# That’s A What??? Pen.



## maxman400 (May 25, 2010)

A few weeks back I dropped off three PVC pipe Pens to a construction site and sitting on a table was this hunk of metal (1st photo) when I inquired as to what it was, I was told that it is a hydraulic piston from a pump that had failed. The yard boss told me I could have it if I wanted it. So I have been playing around with some ideas as to what to do with it, then I saw skiprats tool box pen and it all came together for me. :thunder: Every thing about this pen is a first for me,  First closed end, first kitless, first metal (all stainless). First I decided to use stainless nuts and bolts to form the sleeve for the cap and the nib. My friend John (IAP Member desertrat) gave me some stainless rod, and also helped with the threading of the body of the pen with some top of the line taps. All of the metal was turned on my HF metal lath, the body has a 4 degree taper on each end. The nib was first straight cut from a ½”-13 bolt then I did a 6 degree cut then finished with a 10 degree cut. All of the metal has been sanded to 320 then crocus clothed.   The cap weighs 50.7 grams and the pen weighs 80.1 grams, total 130.8 but it feels great in my hand, the cap does not post. I can use the cap as a paper weight while I work with the pen.
  Any Comments or Suggestions welcome, Thanks for looking.
And a big thanks to John for the help.


----------



## DurocShark (May 25, 2010)

That's REALLY cool!


----------



## mredburn (May 25, 2010)

very nicely done, well executed.
Mike


----------



## PaulDoug (May 25, 2010)

Very nice and inventive.


----------



## seamus7227 (May 25, 2010)

THATS INSANE! Good job putting all of it together, great idea!


----------



## thewishman (May 25, 2010)

WOW WOW WOW! Great work!


----------



## johncrane (May 25, 2010)

Id say you've done a fantastic job Max! being all first time, i love the body and a bit iffy with the cap, id say the round ball cap would be a first here too,New design is a good thing so keep them coming.


----------



## CaptG (May 25, 2010)

That is one great pen.  Nice job.


----------



## Jim15 (May 25, 2010)

Great idea and execution.


----------



## Kaspar (May 25, 2010)

Excellent.  The more of these kinds of pens I see, the more I want to start doing some kitless stuff myself.  I'm getting there.  Got a few things to master yet.


----------



## Mark (May 25, 2010)

DurocShark said:


> That's REALLY cool!





seamus7227 said:


> THATS INSANE!





Kaspar said:


> Excellent.



All the above.
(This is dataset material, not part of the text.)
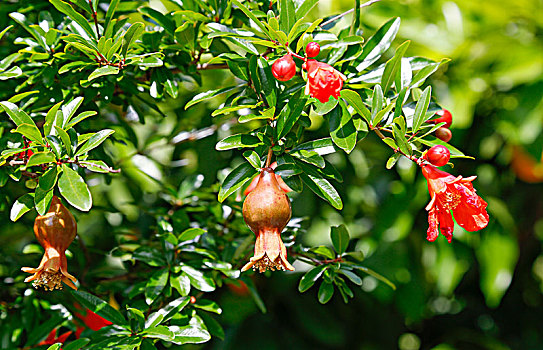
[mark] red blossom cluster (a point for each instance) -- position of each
(323, 80)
WOW. Nicely Done..


----------



## altaciii (May 25, 2010)

Beauty ful!!! A great looking pen and what a job with the pics


----------



## ldb2000 (May 25, 2010)

Max ... ya done did good !!! :highfive:


You do realize though , once you start with this stuff it gets harder and harder to go back to kits :wink::biggrin:


----------



## Rick_G (May 25, 2010)

Nice job and great looking pen.  Now take it back and give it to the construction boss and see what other things he can come up with for you to work with.


----------



## CSue (May 25, 2010)

Way COOL!  I love it.  How much does it weigh?


----------



## Pioneerpens (May 25, 2010)

very unique! nicely done!


----------



## LouCee (May 25, 2010)

Very cool!


----------



## boxerman (May 25, 2010)

Very nice & cool pen.


----------



## maxman400 (May 25, 2010)

CSue said:


> Way COOL!  I love it.  How much does it weigh?
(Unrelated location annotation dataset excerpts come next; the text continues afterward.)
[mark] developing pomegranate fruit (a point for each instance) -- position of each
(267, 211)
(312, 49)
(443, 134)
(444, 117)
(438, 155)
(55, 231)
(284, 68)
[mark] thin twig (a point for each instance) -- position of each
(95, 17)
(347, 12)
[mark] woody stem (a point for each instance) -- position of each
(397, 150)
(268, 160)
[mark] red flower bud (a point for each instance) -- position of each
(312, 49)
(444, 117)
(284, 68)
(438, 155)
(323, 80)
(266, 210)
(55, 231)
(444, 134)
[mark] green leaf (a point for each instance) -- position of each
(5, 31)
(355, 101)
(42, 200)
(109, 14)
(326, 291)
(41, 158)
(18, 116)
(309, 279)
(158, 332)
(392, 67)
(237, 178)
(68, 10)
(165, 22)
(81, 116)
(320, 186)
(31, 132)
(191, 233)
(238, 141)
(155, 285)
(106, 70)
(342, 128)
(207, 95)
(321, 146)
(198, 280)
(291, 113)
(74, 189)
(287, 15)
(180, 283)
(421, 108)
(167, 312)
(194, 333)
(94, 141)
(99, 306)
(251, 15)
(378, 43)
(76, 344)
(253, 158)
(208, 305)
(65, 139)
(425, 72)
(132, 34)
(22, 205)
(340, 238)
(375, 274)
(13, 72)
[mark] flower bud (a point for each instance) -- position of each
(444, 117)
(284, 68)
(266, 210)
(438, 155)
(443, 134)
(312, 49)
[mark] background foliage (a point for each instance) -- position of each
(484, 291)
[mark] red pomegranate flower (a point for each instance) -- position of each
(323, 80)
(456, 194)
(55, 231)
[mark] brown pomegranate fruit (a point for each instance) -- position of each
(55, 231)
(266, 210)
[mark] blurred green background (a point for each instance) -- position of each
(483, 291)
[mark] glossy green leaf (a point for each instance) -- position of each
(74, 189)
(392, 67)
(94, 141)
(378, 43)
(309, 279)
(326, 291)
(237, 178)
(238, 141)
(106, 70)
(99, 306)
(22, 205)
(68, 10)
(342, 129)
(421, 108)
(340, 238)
The pen weighs 80.1 grams and the cap weighs 50.7gm. for a total of 130.8 gm or 4.67 0z.


----------



## Jgrden (May 25, 2010)

Way over my abilities.


----------



## bgibb42 (May 25, 2010)

That's a awesome piece of work!  I'm a little jealous of you guys with metal lathes.


----------



## workinforwood (May 26, 2010)

Looks very cool Max.  What stops the cap from unscrewing the nib sometimes when you remove it?


----------



## PenPal (May 26, 2010)

Well seen , excellent inspiration and faultless execution providing an immaculate pen.

This is what is called application, takes guts and determination creating, thinking, plotting and machining.

I love it.

Peter.


----------



## OLDMAN5050 (May 26, 2010)

unbelievable what some of you members here can do. just make me dream!!!!!!!!!!!!!!!!


----------



## cinder_ladylocket (May 26, 2010)

Just leave us in the dust............thats striking man!!!!!!!!!! wow!!!


----------



## bitshird (May 26, 2010)

Nice job Max, looks pretty darned cool.


----------



## hewunch (May 26, 2010)

Very cool!


----------



## maxman400 (May 26, 2010)

workinforwood said:


> Looks very cool Max.  What stops the cap from unscrewing the nib sometimes when you remove it?


Jeff, Friction is what holds it. Since the thread in the body is tapered when the nib is screwed in to the body it locks in tight, it takes more force to remove it than the cap.


----------



## ToddMR (May 26, 2010)

That is pretty slick.  What a cool way to make a pen.  Very good work you have done there.


----------



## lorbay (May 26, 2010)

Way cool, did you thread that on the lathe with dies or with the lathe threading capabilities????. I can't wait to get my new metal lathe out of the crate, I have only had it 2 months. Lol

Lin.


----------



## maxman400 (May 26, 2010)

lorbay said:


> Way cool, did you thread that on the lathe with dies or with the lathe threading capabilities????. I can't wait to get my new metal lathe out of the crate, I have only had it 2 months. Lol
> 
> Lin.


The threaded part on the nib is a stainless 1/2" bolt, and a 1/2" nut turned down to fit in to the cap.


----------



## skiprat (May 26, 2010)

Hey!!! Listen here you!!!  Didn't anyone tell you that I'm the only one that's allowed to make pens from nuts and bolts????:biggrin: Jeesh, the cheek!!!!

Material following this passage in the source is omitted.